Außerdem sei auf den Aufsatz des Journalisten Oliver Machart zum Thema studentisches Bewußtsein und Massenbohemisierung verwiesen, der, unter anderen Kriterien studentischen Bewußtseins, Ironie & Zynismus ideologiekritisch hinterfragt, eine Auseinandersetzung, die zu führen der hiesigen Kulturszene wärmstens ans Herz gelegt sei. Ironie, resp. reflektierte Ironie (Selbstironie) sei nicht bloß Ideologiekritik im Stadium der Erschlaffung, sondern sie ist selbst Ideologie. Mehr noch sei Zynismus ideologischer als klassisches an etwas glauben, "denn der Zyniker macht mit, nicht weil er an etwas glaubt, sondern obwohl er nicht daran glaubt: Sie wissen es, aber sie tun es."


Insgesamt ist zu diesem Werklein anzumerken, daß der AFF ebenfalls ein Erfolg wie der SDAPR zu wünschen ist, die ja bereits 1903 die Weltrevolution proklamiert hatte, die sie dann ja auch durchführte (Tristan Tzara). Die AFF möge sich aber bequemen, an bereits entwickelten Traditionen der Humorkritik, wie sie beispielsweise von Eckehardt Henscheid und Robert Gernhardt seit Jahren unter dem kollektiven Pseudonym Hans Menz betrieben wird. Die AFF möge sich in dem Buch Robert Gernhardts "Was gibt es da zu lachen?" klugmachen. In drei großen Blöcken wird da der Kritik der Komiker, der Kritik der Kritiker, schließlich in der Komik unermüdlich der Frage nachgegangen, ob was warum komisch sei. Das Buch gipfelt in einem großen Essay mit dem Titel "Versuch einer Annäherung an eine Feldtheorie der Komik", in dessen Vorwort Gernhardt formuliert, was den Wiener Antispaßisten ins Stammbuch geschrieben sei: "Nichts ist trister als jene Gemeinplätze über das Komische, die sich den Anschein hemdsärmeliger Unangepaßtheit geben" () "Da sind mir schon die Verächter des Komischen und der Komik schon lieber.

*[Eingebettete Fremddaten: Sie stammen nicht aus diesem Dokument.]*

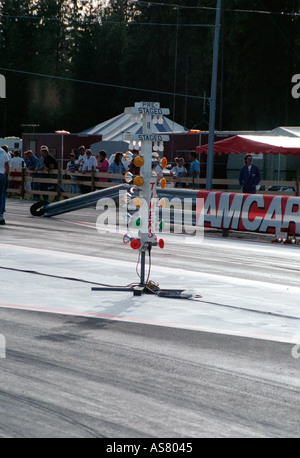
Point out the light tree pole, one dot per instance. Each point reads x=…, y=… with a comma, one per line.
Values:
x=212, y=111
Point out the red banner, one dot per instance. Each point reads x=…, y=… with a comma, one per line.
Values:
x=251, y=212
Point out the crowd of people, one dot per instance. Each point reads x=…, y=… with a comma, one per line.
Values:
x=11, y=165
x=84, y=163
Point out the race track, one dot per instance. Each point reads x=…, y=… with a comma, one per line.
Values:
x=223, y=367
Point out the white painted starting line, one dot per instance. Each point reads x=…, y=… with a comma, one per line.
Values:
x=228, y=305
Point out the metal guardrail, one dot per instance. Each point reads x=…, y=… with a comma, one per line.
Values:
x=56, y=184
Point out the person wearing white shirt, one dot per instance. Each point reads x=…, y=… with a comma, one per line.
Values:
x=89, y=163
x=17, y=162
x=81, y=157
x=4, y=171
x=16, y=165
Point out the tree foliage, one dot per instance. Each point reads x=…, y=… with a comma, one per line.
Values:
x=147, y=50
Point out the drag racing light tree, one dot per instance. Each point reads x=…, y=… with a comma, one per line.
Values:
x=146, y=181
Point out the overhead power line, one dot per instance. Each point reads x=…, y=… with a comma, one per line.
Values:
x=96, y=83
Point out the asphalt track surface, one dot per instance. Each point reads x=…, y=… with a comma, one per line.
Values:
x=72, y=376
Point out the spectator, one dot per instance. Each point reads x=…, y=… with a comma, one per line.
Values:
x=72, y=166
x=132, y=167
x=50, y=163
x=32, y=161
x=4, y=171
x=194, y=167
x=81, y=157
x=89, y=163
x=117, y=167
x=5, y=147
x=249, y=176
x=31, y=164
x=156, y=167
x=16, y=164
x=179, y=171
x=103, y=166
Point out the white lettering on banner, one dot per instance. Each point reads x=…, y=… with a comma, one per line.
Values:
x=252, y=225
x=150, y=137
x=210, y=209
x=145, y=110
x=273, y=217
x=255, y=213
x=231, y=216
x=224, y=214
x=291, y=216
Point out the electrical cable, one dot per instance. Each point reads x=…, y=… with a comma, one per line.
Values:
x=34, y=272
x=117, y=86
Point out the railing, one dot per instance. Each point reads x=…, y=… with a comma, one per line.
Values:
x=60, y=184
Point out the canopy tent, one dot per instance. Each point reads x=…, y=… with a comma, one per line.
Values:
x=286, y=131
x=255, y=144
x=115, y=128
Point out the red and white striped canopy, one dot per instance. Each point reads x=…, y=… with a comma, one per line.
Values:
x=255, y=144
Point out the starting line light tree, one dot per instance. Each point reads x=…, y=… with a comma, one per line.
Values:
x=146, y=181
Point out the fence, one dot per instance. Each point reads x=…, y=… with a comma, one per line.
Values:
x=58, y=183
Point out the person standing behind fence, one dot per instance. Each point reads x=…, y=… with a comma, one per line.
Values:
x=72, y=166
x=81, y=156
x=16, y=165
x=249, y=176
x=194, y=167
x=117, y=167
x=50, y=163
x=4, y=171
x=179, y=171
x=89, y=163
x=103, y=166
x=31, y=164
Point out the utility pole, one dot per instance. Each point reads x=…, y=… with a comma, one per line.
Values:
x=212, y=112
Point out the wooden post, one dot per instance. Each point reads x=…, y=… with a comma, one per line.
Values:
x=93, y=179
x=23, y=182
x=58, y=181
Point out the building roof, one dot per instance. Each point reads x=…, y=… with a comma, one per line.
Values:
x=115, y=128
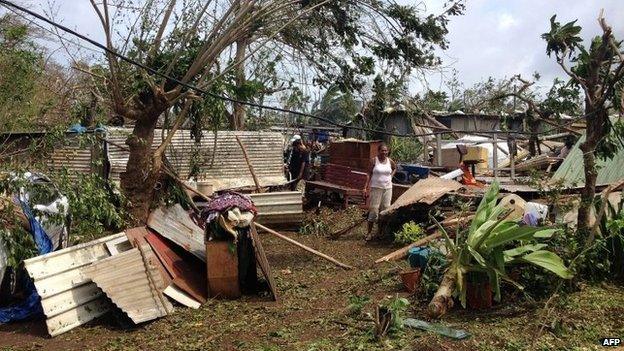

So wie der Asket, welcher eifernd zur Abtötung der Begierde aufruft, weit mehr von ihr weiß und ihr weit angemesseneren Respekt bezeugt als der Briefkastenonkel, welcher kriselnden Paarenden kalkulierten Seitensprung und die dosierte Perversion empfiehlt, so läßt der Eifer, den mancher Ernstmacher wider das Komische wendet" das ganze Unterfangen zu einem Akte der Hochkomik werden. Möchte man anfügen.
Der Kampf gegen den kabarettistischen Spaßterror, der ja mit Komik absolut nichts zu tun hat, möge von den Antispaßisten mit aller Vehemenz weiter geführt werden. Wenn aber mit gymnasiastenhaftem Bierernst schlechte-Laune-Proklamationen abgesondert werden, so erfährt das für ein bestimmtes Klientel vielleicht eine Komik, über die diese vielleicht sogar lachen können. Ich habe nicht gelacht, aber aus einem für die Autoren falschen Grund.